Looking forward to see you at our second last Onion!
———- Forwarded message ———-
From: Brigit Connolly
Date: 25 March 2011 15:40
Subject: Re: translation discussion.
To: Jack Tan <email@example.com
I’ve chosen three texts:
– Pierre Menard Author of the Quijote by Jorge Luis Borges
This well known text is probably one of the most intelligent and also most easily accessible texts on translation.
It is also Borges’ first short story.
– A short extract about the poet Alexander Pope,
Pope was famous for producing one of the most successful translations of Homer’s Iliad into English
This extract poses the traditional discussions within translation concerning fidelity and freedom, authenticity and the lack of it.
– A list of different languages’ definitions of “translation”.
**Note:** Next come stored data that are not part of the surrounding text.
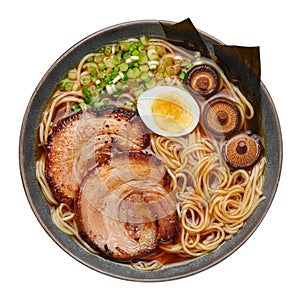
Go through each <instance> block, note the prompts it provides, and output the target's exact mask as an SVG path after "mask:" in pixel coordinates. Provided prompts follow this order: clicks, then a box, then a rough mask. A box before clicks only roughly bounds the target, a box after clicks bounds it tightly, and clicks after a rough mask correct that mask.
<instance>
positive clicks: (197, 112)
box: [137, 86, 200, 137]
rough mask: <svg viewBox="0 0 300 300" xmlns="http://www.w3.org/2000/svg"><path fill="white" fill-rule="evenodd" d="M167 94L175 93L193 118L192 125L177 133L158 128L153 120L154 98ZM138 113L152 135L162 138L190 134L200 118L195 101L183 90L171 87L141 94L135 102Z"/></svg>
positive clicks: (148, 90)
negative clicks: (135, 103)
mask: <svg viewBox="0 0 300 300" xmlns="http://www.w3.org/2000/svg"><path fill="white" fill-rule="evenodd" d="M169 93H177V94H179V96H180V97H181V99H182V100H184V102H185V108H187V109H188V110H189V113H190V114H191V115H192V116H193V121H192V123H191V124H190V125H189V126H188V127H186V128H182V130H180V131H178V132H169V131H167V130H164V129H162V128H160V127H159V126H158V125H157V124H156V122H155V121H154V118H153V113H152V106H153V102H154V100H155V99H156V98H158V97H161V96H162V95H167V94H169ZM137 109H138V113H139V115H140V117H141V119H142V120H143V122H144V123H145V125H146V126H147V127H148V128H149V129H150V130H151V131H153V132H154V133H156V134H159V135H162V136H167V137H168V136H182V135H186V134H188V133H190V132H191V131H193V130H194V128H195V127H196V126H197V124H198V122H199V118H200V108H199V105H198V103H197V101H196V100H195V99H194V98H193V97H192V96H191V95H190V94H189V93H188V92H187V91H185V90H183V89H182V88H178V87H173V86H157V87H154V88H153V89H150V90H147V91H145V92H144V93H142V94H141V95H140V96H139V98H138V100H137Z"/></svg>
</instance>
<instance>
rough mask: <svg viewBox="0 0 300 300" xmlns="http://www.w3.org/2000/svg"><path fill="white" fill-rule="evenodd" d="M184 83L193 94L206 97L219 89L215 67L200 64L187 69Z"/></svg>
mask: <svg viewBox="0 0 300 300" xmlns="http://www.w3.org/2000/svg"><path fill="white" fill-rule="evenodd" d="M185 83H186V85H187V86H188V88H189V89H190V90H191V91H192V92H193V93H194V94H196V95H200V96H201V97H203V98H205V99H207V98H209V97H211V96H212V95H213V94H215V93H216V92H217V91H218V90H219V88H220V85H221V79H220V75H219V73H218V71H217V70H216V69H215V68H213V67H212V66H211V65H209V64H201V65H196V66H194V67H193V68H191V69H190V70H189V71H188V73H187V76H186V79H185Z"/></svg>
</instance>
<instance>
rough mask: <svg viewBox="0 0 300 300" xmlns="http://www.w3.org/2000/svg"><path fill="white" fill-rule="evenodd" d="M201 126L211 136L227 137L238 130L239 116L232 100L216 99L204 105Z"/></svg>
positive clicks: (239, 122)
mask: <svg viewBox="0 0 300 300" xmlns="http://www.w3.org/2000/svg"><path fill="white" fill-rule="evenodd" d="M203 125H204V127H205V129H207V130H208V131H209V132H211V133H212V134H213V135H216V136H228V135H230V134H232V133H234V132H235V131H237V130H238V129H239V128H240V125H241V114H240V111H239V109H238V107H237V106H236V104H235V103H234V102H233V101H232V100H230V99H228V98H225V97H218V98H215V99H213V100H210V101H209V102H207V104H206V105H205V107H204V109H203Z"/></svg>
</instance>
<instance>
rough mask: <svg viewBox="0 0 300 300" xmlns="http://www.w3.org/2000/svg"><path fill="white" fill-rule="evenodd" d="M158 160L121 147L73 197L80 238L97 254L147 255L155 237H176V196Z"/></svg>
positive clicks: (126, 259)
mask: <svg viewBox="0 0 300 300" xmlns="http://www.w3.org/2000/svg"><path fill="white" fill-rule="evenodd" d="M168 179H169V178H168V174H167V172H166V169H165V167H164V164H163V163H162V161H161V160H159V159H158V158H157V157H155V156H154V155H151V154H144V153H142V152H123V153H119V154H117V155H114V156H112V157H111V158H110V159H109V160H107V161H106V162H105V163H104V164H102V165H99V166H97V167H95V168H94V169H93V170H92V171H91V172H90V173H89V174H88V175H87V176H86V177H85V179H84V180H83V182H82V185H81V187H80V191H79V194H78V198H77V201H76V205H75V207H76V215H77V224H78V227H79V231H80V234H81V235H82V237H83V238H84V239H85V240H86V241H87V242H88V243H89V244H90V245H91V246H92V247H93V248H95V249H97V250H98V251H99V252H100V253H102V254H104V255H106V256H108V257H110V258H112V259H115V260H120V261H129V260H132V259H137V258H142V257H146V256H148V255H149V254H151V253H153V252H154V251H155V249H156V247H157V244H158V243H159V242H163V243H167V242H171V241H172V240H173V239H174V238H175V237H176V236H177V226H178V223H177V216H176V201H175V198H174V197H173V195H172V193H170V191H169V186H168V184H169V180H168Z"/></svg>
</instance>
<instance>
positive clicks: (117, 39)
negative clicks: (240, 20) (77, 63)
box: [19, 20, 282, 281]
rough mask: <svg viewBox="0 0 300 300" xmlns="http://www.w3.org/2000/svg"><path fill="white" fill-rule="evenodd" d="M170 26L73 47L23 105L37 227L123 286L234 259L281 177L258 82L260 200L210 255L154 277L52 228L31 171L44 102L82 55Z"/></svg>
mask: <svg viewBox="0 0 300 300" xmlns="http://www.w3.org/2000/svg"><path fill="white" fill-rule="evenodd" d="M173 24H174V23H173V22H169V21H157V20H147V21H134V22H129V23H123V24H119V25H116V26H112V27H109V28H106V29H103V30H100V31H98V32H96V33H94V34H92V35H90V36H88V37H86V38H85V39H83V40H81V41H80V42H78V43H77V44H75V45H74V46H73V47H71V48H70V49H69V50H68V51H67V52H65V53H64V54H63V55H62V56H61V57H60V58H58V59H57V61H56V62H54V64H53V65H52V66H51V67H50V68H49V70H48V71H47V72H46V74H45V75H44V77H43V78H42V79H41V81H40V83H39V84H38V86H37V87H36V89H35V91H34V93H33V95H32V97H31V99H30V101H29V104H28V107H27V110H26V112H25V115H24V120H23V124H22V128H21V134H20V145H19V147H20V148H19V159H20V171H21V177H22V180H23V185H24V189H25V193H26V195H27V198H28V201H29V204H30V206H31V208H32V210H33V212H34V214H35V216H36V218H37V219H38V221H39V222H40V224H41V225H42V227H43V228H44V229H45V231H46V232H47V233H48V234H49V236H50V237H51V238H52V239H53V241H54V242H56V243H57V245H58V246H60V247H61V248H62V249H63V250H64V251H65V252H66V253H68V254H69V255H71V256H72V257H73V258H74V259H76V260H77V261H79V262H81V263H82V264H83V265H85V266H88V267H90V268H91V269H93V270H96V271H98V272H100V273H103V274H106V275H109V276H113V277H117V278H121V279H126V280H132V281H165V280H172V279H178V278H182V277H186V276H189V275H192V274H195V273H198V272H201V271H204V270H206V269H207V268H210V267H212V266H214V265H215V264H217V263H219V262H221V261H222V260H223V259H225V258H226V257H228V256H229V255H231V254H232V253H234V252H235V251H236V250H237V249H238V248H239V247H240V246H242V245H243V243H244V242H245V241H246V240H247V239H248V238H249V237H250V236H251V235H252V234H253V233H254V231H255V230H256V229H257V227H258V226H259V224H260V223H261V221H262V220H263V219H264V217H265V215H266V213H267V212H268V209H269V207H270V205H271V203H272V201H273V198H274V196H275V192H276V189H277V186H278V182H279V177H280V172H281V164H282V140H281V130H280V124H279V120H278V116H277V113H276V109H275V107H274V104H273V101H272V99H271V96H270V95H269V93H268V91H267V89H266V87H265V86H264V84H263V83H262V82H260V103H257V107H259V110H260V118H261V127H262V131H263V132H262V133H261V134H263V135H264V148H265V156H266V161H267V163H266V170H265V184H264V188H263V194H264V196H265V200H264V201H262V202H261V203H260V204H259V205H258V207H257V208H256V209H255V211H254V212H253V214H252V215H251V216H250V217H249V219H247V221H246V222H245V224H244V226H243V227H242V228H241V229H240V230H239V231H238V232H237V233H236V234H235V235H234V236H233V237H232V238H230V239H229V240H228V241H226V242H225V243H223V244H221V245H220V246H219V247H218V248H217V249H216V250H214V251H212V252H210V253H207V254H205V255H203V256H201V257H198V258H192V259H189V260H185V261H183V262H177V263H173V264H170V265H166V266H163V267H162V268H160V269H158V270H155V271H142V270H137V269H134V268H133V267H132V266H131V265H130V264H123V263H120V262H116V261H112V260H108V259H106V258H103V257H101V256H99V255H95V254H93V253H91V252H89V251H87V250H85V249H84V248H83V247H82V246H80V245H79V244H78V243H77V242H75V241H74V240H73V239H72V238H71V237H69V236H68V235H66V234H65V233H64V232H62V231H61V230H60V229H59V228H58V227H57V226H56V225H55V224H54V223H53V221H52V218H51V213H50V209H49V205H48V204H47V202H46V201H45V197H44V195H43V193H42V191H41V189H40V186H39V184H38V181H37V179H36V170H35V160H36V155H37V153H36V148H37V127H38V125H39V121H40V116H41V113H42V112H43V109H44V107H45V104H46V101H47V100H48V99H49V98H50V97H51V95H52V93H53V91H54V89H55V87H57V85H58V83H59V82H60V80H61V79H62V78H63V76H64V75H65V74H66V73H67V72H68V70H70V69H71V68H72V67H73V66H74V65H76V64H77V63H78V62H79V61H80V59H81V58H82V57H83V56H85V55H86V54H87V53H89V52H92V51H95V50H96V49H99V48H100V47H102V46H104V45H107V44H110V43H112V42H115V41H119V40H122V39H126V38H129V37H135V36H142V35H147V36H154V37H158V38H164V37H165V34H166V33H165V31H164V28H163V26H162V25H165V26H167V27H168V26H169V27H170V26H171V25H173ZM198 32H199V34H200V35H201V37H202V40H203V42H204V44H205V45H206V46H207V49H210V48H211V47H212V45H213V44H215V45H222V43H221V42H220V41H219V40H217V39H216V38H214V37H212V36H210V35H208V34H206V33H204V32H201V31H198ZM177 39H178V40H179V41H180V39H181V40H182V41H183V42H184V43H189V42H190V41H187V40H186V37H184V36H180V34H179V35H178V37H177ZM192 44H193V42H192Z"/></svg>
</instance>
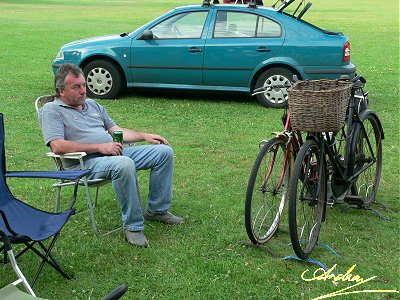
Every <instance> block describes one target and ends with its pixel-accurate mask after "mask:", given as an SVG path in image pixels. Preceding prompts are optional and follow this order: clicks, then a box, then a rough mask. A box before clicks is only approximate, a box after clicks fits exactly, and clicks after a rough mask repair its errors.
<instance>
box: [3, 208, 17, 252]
mask: <svg viewBox="0 0 400 300" xmlns="http://www.w3.org/2000/svg"><path fill="white" fill-rule="evenodd" d="M0 216H1V218H2V219H3V223H4V226H6V229H7V230H8V231H9V232H10V233H11V234H12V235H14V236H16V235H17V233H16V232H15V231H14V230H12V228H11V227H10V223H8V219H7V216H6V214H5V213H4V211H3V210H2V209H0ZM7 241H8V242H10V241H9V239H8V238H7ZM5 244H6V243H5V242H4V245H5ZM10 249H11V246H10Z"/></svg>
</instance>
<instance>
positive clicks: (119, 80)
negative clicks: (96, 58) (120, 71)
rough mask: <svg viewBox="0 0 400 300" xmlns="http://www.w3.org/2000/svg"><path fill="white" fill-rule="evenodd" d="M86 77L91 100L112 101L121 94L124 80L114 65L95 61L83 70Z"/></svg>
mask: <svg viewBox="0 0 400 300" xmlns="http://www.w3.org/2000/svg"><path fill="white" fill-rule="evenodd" d="M83 73H84V74H85V77H86V85H87V88H86V93H87V95H88V97H90V98H97V99H110V98H115V97H116V96H118V94H119V93H120V92H121V89H122V82H123V78H122V76H121V73H120V72H119V70H118V69H117V68H116V67H115V65H114V64H112V63H110V62H108V61H105V60H95V61H92V62H90V63H88V64H87V65H86V66H85V67H84V68H83Z"/></svg>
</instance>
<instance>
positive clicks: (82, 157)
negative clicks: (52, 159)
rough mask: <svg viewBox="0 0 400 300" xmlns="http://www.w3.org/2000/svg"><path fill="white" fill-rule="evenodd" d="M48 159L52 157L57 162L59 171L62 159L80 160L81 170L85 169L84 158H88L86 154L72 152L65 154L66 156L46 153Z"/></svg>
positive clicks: (56, 165) (64, 153) (57, 167)
mask: <svg viewBox="0 0 400 300" xmlns="http://www.w3.org/2000/svg"><path fill="white" fill-rule="evenodd" d="M46 155H47V157H51V158H52V159H53V161H54V162H55V164H56V166H57V169H60V168H59V164H61V158H66V159H76V160H79V165H80V167H81V169H84V168H85V165H84V163H83V157H84V156H86V152H70V153H64V154H56V153H54V152H48V153H46Z"/></svg>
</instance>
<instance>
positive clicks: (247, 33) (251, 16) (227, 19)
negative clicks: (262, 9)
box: [214, 11, 282, 38]
mask: <svg viewBox="0 0 400 300" xmlns="http://www.w3.org/2000/svg"><path fill="white" fill-rule="evenodd" d="M281 31H282V30H281V26H280V25H279V24H278V23H276V22H274V21H272V20H270V19H268V18H265V17H262V16H258V15H255V14H250V13H241V12H232V11H219V12H218V13H217V17H216V19H215V24H214V38H246V37H280V36H281V33H282V32H281Z"/></svg>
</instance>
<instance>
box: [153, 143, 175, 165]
mask: <svg viewBox="0 0 400 300" xmlns="http://www.w3.org/2000/svg"><path fill="white" fill-rule="evenodd" d="M156 149H157V150H158V153H159V154H160V156H161V157H163V158H165V159H166V160H168V161H169V160H173V159H174V150H172V148H171V147H170V146H167V145H159V146H158V147H156Z"/></svg>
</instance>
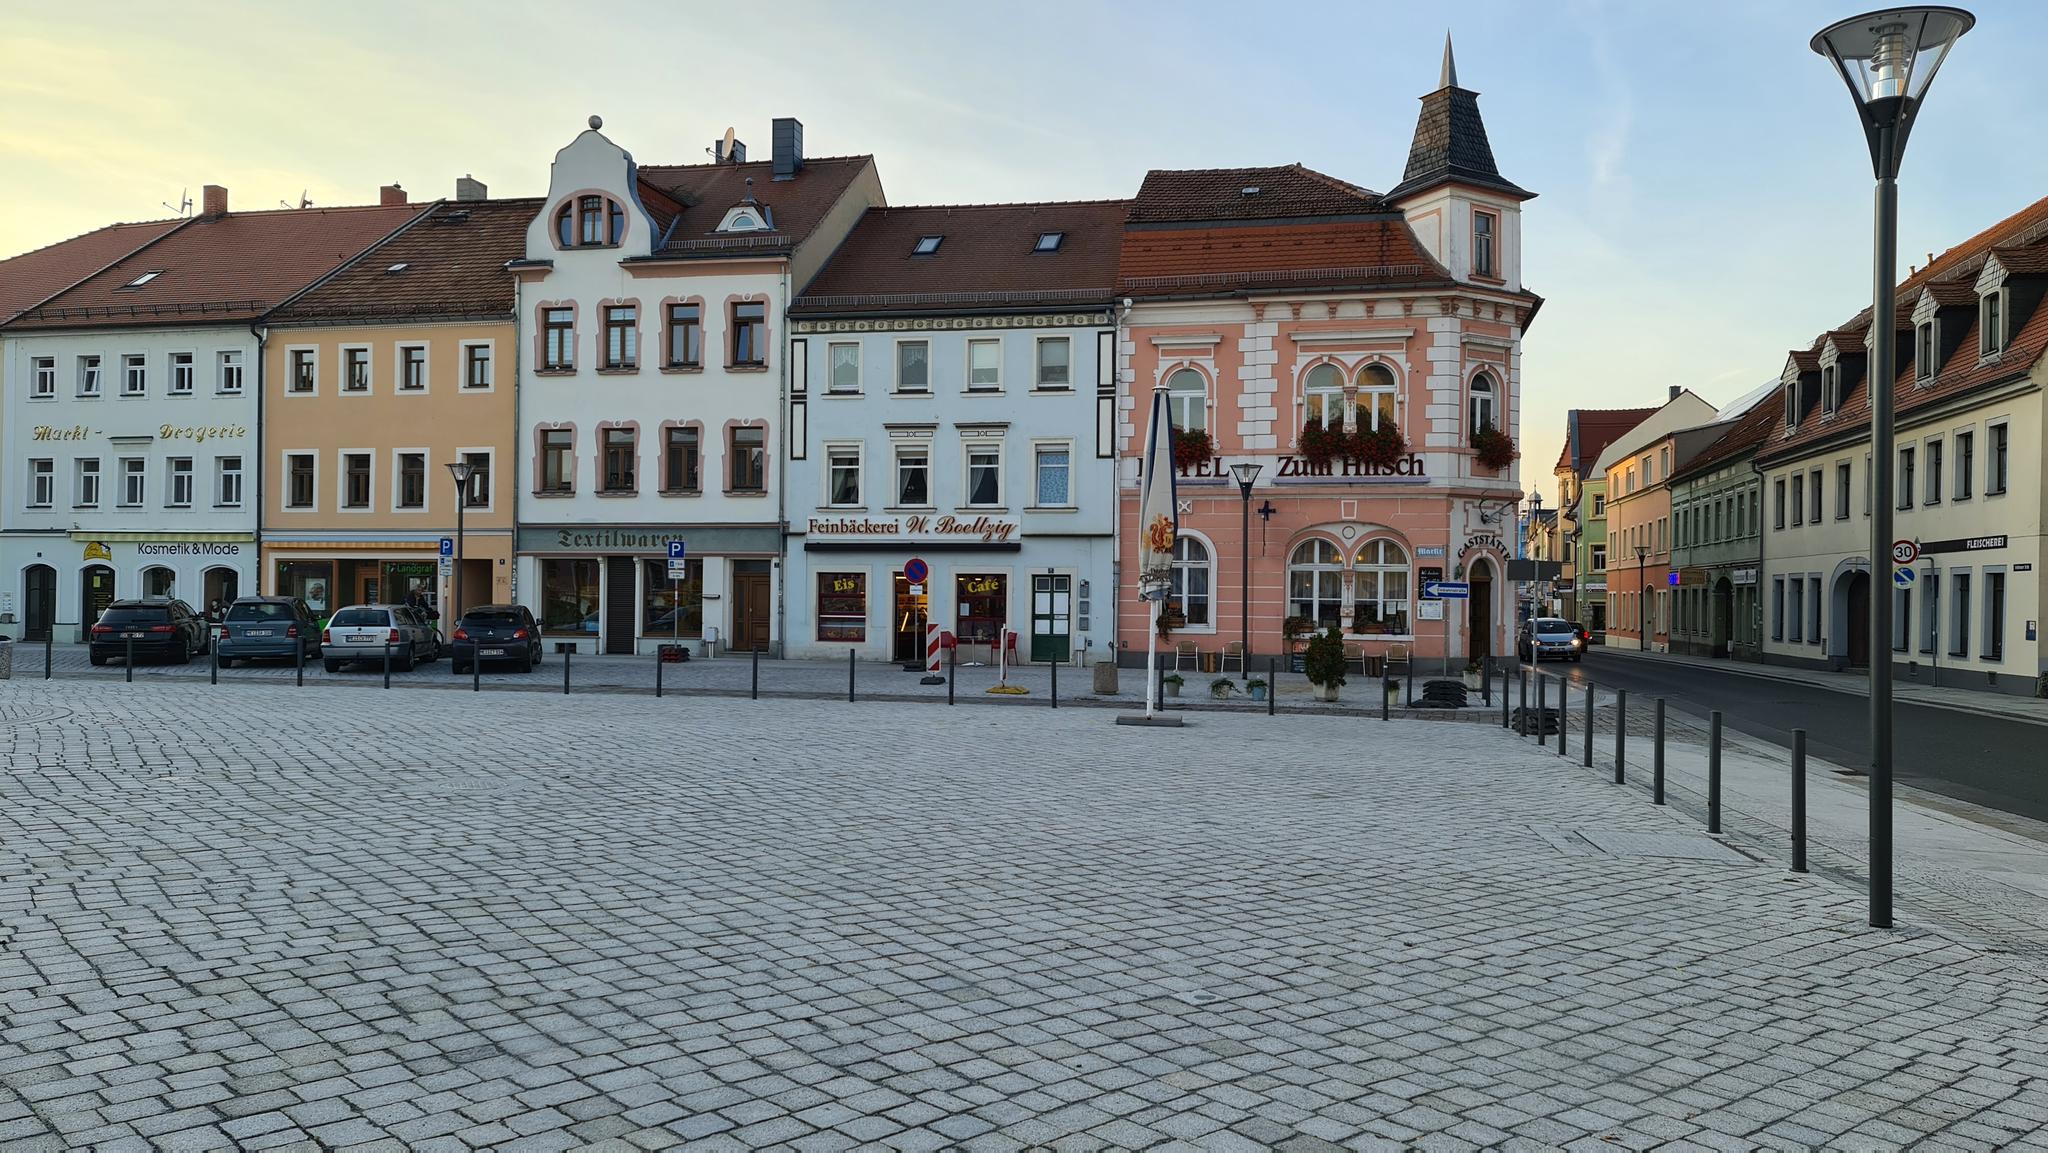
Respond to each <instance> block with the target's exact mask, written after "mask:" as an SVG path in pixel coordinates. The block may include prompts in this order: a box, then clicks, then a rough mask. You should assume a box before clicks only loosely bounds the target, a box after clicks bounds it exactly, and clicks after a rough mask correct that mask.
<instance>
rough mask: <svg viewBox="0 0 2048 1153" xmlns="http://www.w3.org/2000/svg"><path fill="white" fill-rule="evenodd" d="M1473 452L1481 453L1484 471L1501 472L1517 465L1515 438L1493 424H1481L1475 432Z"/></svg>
mask: <svg viewBox="0 0 2048 1153" xmlns="http://www.w3.org/2000/svg"><path fill="white" fill-rule="evenodd" d="M1473 451H1475V453H1479V467H1483V469H1493V471H1501V469H1505V467H1507V465H1513V463H1516V442H1513V438H1511V436H1507V434H1505V432H1501V430H1499V428H1493V426H1491V424H1481V426H1479V428H1477V430H1475V432H1473Z"/></svg>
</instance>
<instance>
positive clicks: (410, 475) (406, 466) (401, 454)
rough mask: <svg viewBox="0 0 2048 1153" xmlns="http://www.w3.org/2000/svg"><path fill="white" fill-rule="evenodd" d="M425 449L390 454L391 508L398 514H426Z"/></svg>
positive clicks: (426, 479)
mask: <svg viewBox="0 0 2048 1153" xmlns="http://www.w3.org/2000/svg"><path fill="white" fill-rule="evenodd" d="M426 467H428V453H426V449H397V451H393V453H391V508H395V510H399V512H426V498H428V487H430V485H432V477H428V475H426Z"/></svg>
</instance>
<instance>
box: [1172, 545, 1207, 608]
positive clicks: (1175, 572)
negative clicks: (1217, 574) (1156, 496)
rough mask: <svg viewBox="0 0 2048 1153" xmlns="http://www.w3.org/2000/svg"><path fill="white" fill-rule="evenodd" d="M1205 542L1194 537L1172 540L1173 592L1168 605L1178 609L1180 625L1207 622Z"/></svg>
mask: <svg viewBox="0 0 2048 1153" xmlns="http://www.w3.org/2000/svg"><path fill="white" fill-rule="evenodd" d="M1208 586H1210V580H1208V545H1204V543H1200V541H1196V539H1194V537H1178V539H1176V541H1174V594H1171V596H1169V598H1167V602H1165V604H1167V608H1178V610H1180V621H1182V625H1208Z"/></svg>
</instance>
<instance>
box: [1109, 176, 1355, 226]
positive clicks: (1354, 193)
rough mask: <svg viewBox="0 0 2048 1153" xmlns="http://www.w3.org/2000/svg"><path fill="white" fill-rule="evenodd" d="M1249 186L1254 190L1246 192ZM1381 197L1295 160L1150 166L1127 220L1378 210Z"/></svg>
mask: <svg viewBox="0 0 2048 1153" xmlns="http://www.w3.org/2000/svg"><path fill="white" fill-rule="evenodd" d="M1251 188H1257V190H1255V193H1251ZM1380 211H1386V205H1384V203H1380V197H1378V195H1376V193H1372V190H1368V188H1360V186H1358V184H1350V182H1346V180H1337V178H1335V176H1325V174H1321V172H1315V170H1313V168H1305V166H1300V164H1286V166H1280V168H1180V170H1167V168H1155V170H1151V172H1147V174H1145V182H1143V184H1141V186H1139V195H1137V199H1135V201H1130V217H1128V219H1130V223H1192V221H1247V219H1292V217H1333V215H1360V213H1380Z"/></svg>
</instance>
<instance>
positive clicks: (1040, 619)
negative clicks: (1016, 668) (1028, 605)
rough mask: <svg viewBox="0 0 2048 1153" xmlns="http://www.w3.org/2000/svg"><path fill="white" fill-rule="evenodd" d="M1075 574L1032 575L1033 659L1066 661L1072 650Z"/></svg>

I’ve included this, because in any discussion of translation it is also useful to take on board the fact that translation itself is an unstable concept. Different cultures emphasise and value different aspects of it, so it is in this respect culturally bound and open to interpretation. It also gives the etymology of the term and compares the process of translation with that of interpretation, and I think this is a useful to distinction to draw in any discussion of translation and also to its application to writing press releases.
I’ll bring some more shorter quotes on the day, so we can feed these into the conversation.
I’ve also attached Benjamin’s The Task of the Translator, for any keen people who have to time or the inclination to read it.
It’s a pivotal text and its really useful to be acquainted with it.
Food would be great, so we can ruminate.